Fachvorträge bei parlamentarischen Parteien seien eigentlich üblich; da der Verfassungsschutz mit der JA nun aber eine Teilorganisation der AfD beobachte, sei ein Vortrag der Behördenpräsidentin nicht weiter möglich. Das geplante Thema wäre "Islamismus und Salafismus" gewesen.

SPD und Grüne kritisierten, dass Bube den Vortrag überhaupt zugesagt hatte. "Eine Präsidentin des Verfassungsschutzes darf sich nicht vor den ideologischen Karren der AfD spannen lassen", so SPD-Fraktionschef Andreas Stoch in einer Mitteilung seiner Fraktion.
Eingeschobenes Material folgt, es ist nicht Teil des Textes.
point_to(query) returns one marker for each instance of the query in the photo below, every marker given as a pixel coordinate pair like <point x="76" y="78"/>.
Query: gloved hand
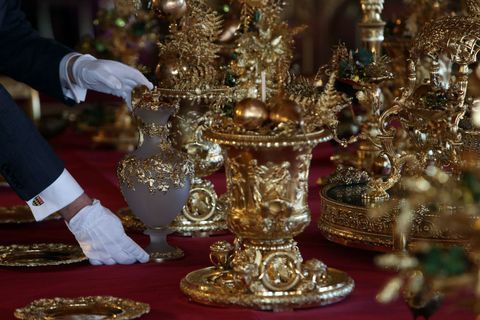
<point x="102" y="238"/>
<point x="107" y="76"/>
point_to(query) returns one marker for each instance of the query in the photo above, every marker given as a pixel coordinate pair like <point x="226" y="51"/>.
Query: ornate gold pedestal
<point x="267" y="180"/>
<point x="204" y="213"/>
<point x="345" y="220"/>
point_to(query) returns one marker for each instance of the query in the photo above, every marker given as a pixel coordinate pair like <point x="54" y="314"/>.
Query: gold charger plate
<point x="85" y="308"/>
<point x="40" y="254"/>
<point x="20" y="214"/>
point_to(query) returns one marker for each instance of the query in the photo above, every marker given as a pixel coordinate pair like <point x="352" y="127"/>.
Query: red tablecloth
<point x="158" y="284"/>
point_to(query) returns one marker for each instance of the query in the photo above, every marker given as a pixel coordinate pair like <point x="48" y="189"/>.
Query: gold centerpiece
<point x="93" y="307"/>
<point x="429" y="111"/>
<point x="267" y="180"/>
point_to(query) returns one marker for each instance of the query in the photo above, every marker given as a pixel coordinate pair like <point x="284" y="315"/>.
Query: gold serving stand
<point x="40" y="255"/>
<point x="97" y="307"/>
<point x="267" y="181"/>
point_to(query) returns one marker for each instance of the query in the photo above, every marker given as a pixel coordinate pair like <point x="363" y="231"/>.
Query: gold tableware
<point x="21" y="214"/>
<point x="267" y="180"/>
<point x="40" y="254"/>
<point x="97" y="307"/>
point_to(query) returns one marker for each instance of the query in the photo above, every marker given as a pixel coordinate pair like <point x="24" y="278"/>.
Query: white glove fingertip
<point x="113" y="82"/>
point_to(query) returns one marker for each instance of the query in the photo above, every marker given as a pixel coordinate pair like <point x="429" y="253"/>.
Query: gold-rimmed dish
<point x="40" y="254"/>
<point x="85" y="308"/>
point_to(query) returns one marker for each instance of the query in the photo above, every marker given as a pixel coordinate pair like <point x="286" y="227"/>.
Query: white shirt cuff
<point x="58" y="195"/>
<point x="69" y="89"/>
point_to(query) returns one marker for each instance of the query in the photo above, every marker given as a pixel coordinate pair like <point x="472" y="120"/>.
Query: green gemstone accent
<point x="119" y="22"/>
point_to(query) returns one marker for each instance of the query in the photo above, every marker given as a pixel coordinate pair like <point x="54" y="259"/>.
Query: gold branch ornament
<point x="429" y="112"/>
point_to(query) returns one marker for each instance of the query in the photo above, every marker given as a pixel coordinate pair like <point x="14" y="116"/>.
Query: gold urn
<point x="267" y="181"/>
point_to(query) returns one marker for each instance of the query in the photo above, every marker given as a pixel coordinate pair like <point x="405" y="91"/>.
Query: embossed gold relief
<point x="160" y="172"/>
<point x="267" y="190"/>
<point x="204" y="212"/>
<point x="426" y="134"/>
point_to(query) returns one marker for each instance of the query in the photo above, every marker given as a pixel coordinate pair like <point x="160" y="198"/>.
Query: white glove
<point x="102" y="238"/>
<point x="107" y="76"/>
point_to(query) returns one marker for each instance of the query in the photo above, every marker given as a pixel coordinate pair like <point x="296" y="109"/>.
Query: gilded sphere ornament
<point x="250" y="113"/>
<point x="173" y="8"/>
<point x="230" y="29"/>
<point x="286" y="111"/>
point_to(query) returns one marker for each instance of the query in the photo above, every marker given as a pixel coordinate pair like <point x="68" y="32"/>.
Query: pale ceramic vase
<point x="155" y="179"/>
Grüne, CDU, SPD und FDP begrüßen JA-Beobachtung

Zuvor hatten bereits mehrere Politiker auf die Mitteilung des Verfassungsschutzes reagiert. Innenminister Thomas Strobl (CDU) begrüßte den Schritt der Verfassungshüter. "Nach der fachlichen Bewertung des Verfassungsschutzes liegen tatsächliche Anhaltspunkte für Bestrebungen gegen die freiheitliche demokratische Grundordnung vor", teilte Strobl am Freitag mit. "Daher musste jetzt gehandelt werden." Die Bürger könnten sich darauf verlassen, dass der Staat extremistischen Bestrebungen nicht tatenlos zusehe.

Der Sprecher für Strategien gegen Rechtsextremismus der Grünen-Landtagsfraktion, Alexander Maier, bezeichnete die Beobachtung als richtigen Schritt. "Die AfD steht mit einem Bein im braunen Sumpf", teilte Maier mit. Der Vorsitzende der SPD-Landtagsfraktion, Andreas Stoch, bezeichnete die Beobachtung als wichtig und richtig. Auch die Jusos begrüßten das. Der rechtspolitische Sprecher der FDP-Fraktion, Nico Weinmann, bezeichnete die Beobachtung ebenfalls als richtig.